Farmers rely upon the forecast maps these cereal pest surveys produce, and provincial insect survey technicians in turn count on farmers to participate in the process and voluntarily offer up test sites on their land.
To better understand the importance of this pest assessment process, GrainsWest recently spoke with Shelley Barkley, Alberta Agriculture insect technologist. Barkley will conduct both surveys between late August and early September.
GrainsWest: Please describe the methods used to survey wheat midge and wheat stem sawfly populations.
Shelley Barkley: For wheat midge, we soil sample in the field. We work from the headland in a big horseshoe shape. We gather about three quarters of a litre of soil in a pail. That material is brought back to the Crop Diversification Centre South in Brooks. It’s kept in a cooler until I can wash it through a set of sieves and process the wheat midge cocoons out of the soil. Then we dissect them to evaluate the amount of parasitism by Macroglenes penetrans [a benficial wasp species that preys on midge] in each one of those cocoons.

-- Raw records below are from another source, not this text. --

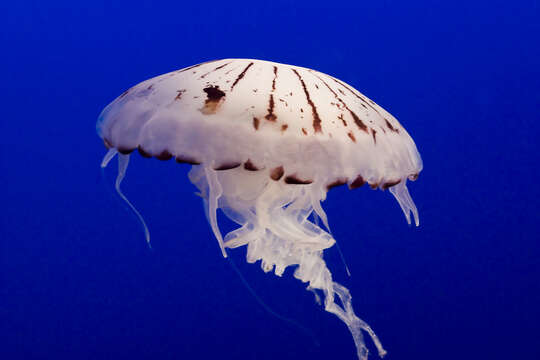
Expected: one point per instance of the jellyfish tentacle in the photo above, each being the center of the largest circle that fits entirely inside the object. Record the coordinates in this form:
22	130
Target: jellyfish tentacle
123	162
214	193
108	157
320	213
401	193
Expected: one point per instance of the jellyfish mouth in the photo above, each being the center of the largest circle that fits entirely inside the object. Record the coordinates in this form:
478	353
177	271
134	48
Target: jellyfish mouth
274	219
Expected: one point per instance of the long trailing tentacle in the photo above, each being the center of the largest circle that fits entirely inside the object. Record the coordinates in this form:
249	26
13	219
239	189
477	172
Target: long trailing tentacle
123	162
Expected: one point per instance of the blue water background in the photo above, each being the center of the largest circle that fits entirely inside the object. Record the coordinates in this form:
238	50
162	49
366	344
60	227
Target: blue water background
77	280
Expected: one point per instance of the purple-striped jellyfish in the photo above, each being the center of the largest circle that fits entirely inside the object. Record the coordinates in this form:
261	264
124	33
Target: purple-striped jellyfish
267	141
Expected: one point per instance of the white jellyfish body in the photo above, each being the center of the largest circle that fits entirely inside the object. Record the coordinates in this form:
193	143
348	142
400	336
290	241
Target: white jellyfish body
267	141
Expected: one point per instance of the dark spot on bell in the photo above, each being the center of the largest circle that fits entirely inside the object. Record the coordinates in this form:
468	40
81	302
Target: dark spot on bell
186	160
388	184
292	179
107	143
125	151
228	166
388	125
213	93
277	173
164	155
359	181
248	165
179	95
143	152
336	183
213	97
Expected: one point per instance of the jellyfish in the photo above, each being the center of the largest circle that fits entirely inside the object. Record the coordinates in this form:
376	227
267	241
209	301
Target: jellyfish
266	142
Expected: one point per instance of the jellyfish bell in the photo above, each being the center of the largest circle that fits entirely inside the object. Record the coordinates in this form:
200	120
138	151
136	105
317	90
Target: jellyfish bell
267	141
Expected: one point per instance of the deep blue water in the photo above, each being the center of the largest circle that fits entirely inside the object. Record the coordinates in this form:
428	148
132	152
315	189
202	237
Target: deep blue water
78	281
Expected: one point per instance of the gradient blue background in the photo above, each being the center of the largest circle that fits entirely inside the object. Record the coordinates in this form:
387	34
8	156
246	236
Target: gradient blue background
78	281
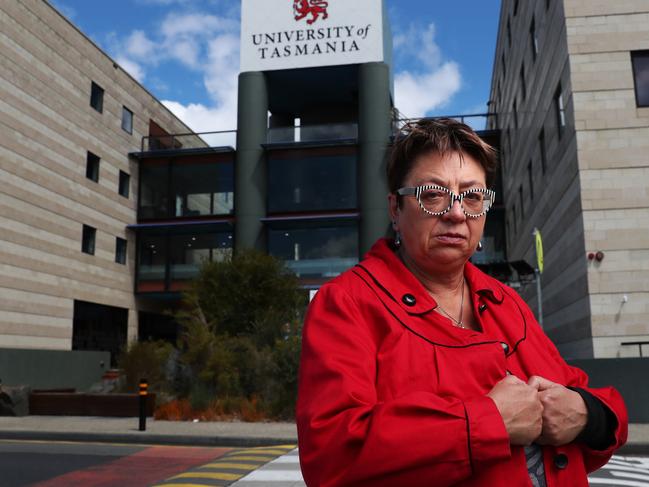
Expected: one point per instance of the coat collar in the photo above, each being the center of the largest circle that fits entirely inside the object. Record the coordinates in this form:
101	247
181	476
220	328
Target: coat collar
390	273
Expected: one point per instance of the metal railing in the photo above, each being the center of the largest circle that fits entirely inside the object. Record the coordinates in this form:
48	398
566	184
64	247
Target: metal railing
191	140
312	133
477	121
296	134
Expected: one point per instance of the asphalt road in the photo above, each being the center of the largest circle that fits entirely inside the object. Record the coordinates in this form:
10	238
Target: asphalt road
58	464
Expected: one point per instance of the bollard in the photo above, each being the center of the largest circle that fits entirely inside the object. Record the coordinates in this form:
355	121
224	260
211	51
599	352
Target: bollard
144	385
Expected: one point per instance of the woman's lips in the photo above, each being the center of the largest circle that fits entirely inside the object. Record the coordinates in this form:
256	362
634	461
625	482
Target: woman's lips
451	238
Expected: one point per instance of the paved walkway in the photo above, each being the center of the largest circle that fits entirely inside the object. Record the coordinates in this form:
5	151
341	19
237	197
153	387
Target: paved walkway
125	430
248	468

And with the wheat stem saw fly, we work from the field edge and count the number of cut stems and non-cuts stems in a one-metre measure. We repeat that in four places along the headland. That gives us the percentage of cut stems, which is what is shown on the forecast maps.
It’s important to note, we have field entry protocols in place. I’m going to park on the approach to your field, but I will not drive in your field. And all my tools are sanitized between each field. And I wear booties between each field, so I’m not spreading stuff around.
GW: How valuable is the data these surveys produce, and how is it used?
SB: That data is all crunched together and put into forecast maps for wheat midge and sawfly for Alberta and the Prairies. It gives us a picture of the populations going into winter. Producers can then understand their threat for the upcoming season when they look at those maps. It allows them to prepare and to know whether they have to use different seed varieties or management techniques such as seeding early to beat wheat midge.
This work is also used by researchers to look at insect populations for control options. It goes into a long-term data set that helps scientists get direction for their research.
GW: How can individual farmers get involved and support the survey process?
SB: They can reach out to me and offer up fields for us to do the surveys in. If you’re south of highway nine, we would use your field for both wheat midge and wheat stem sawfly survey. It’s important to note I will send you the results for your field so you know what the counts of wheat midge and sawfly are in that particular field.
GW: In what areas of the province are volunteers needed?
SB: All over. I need volunteers for wheat midge from the U.S. border all the way up to Fort Vermilion. And for wheat stem sawfly, it’s from a line south of highway nine all the way to the U.S. border and then from the Saskatchewan border all the way over into Carson County.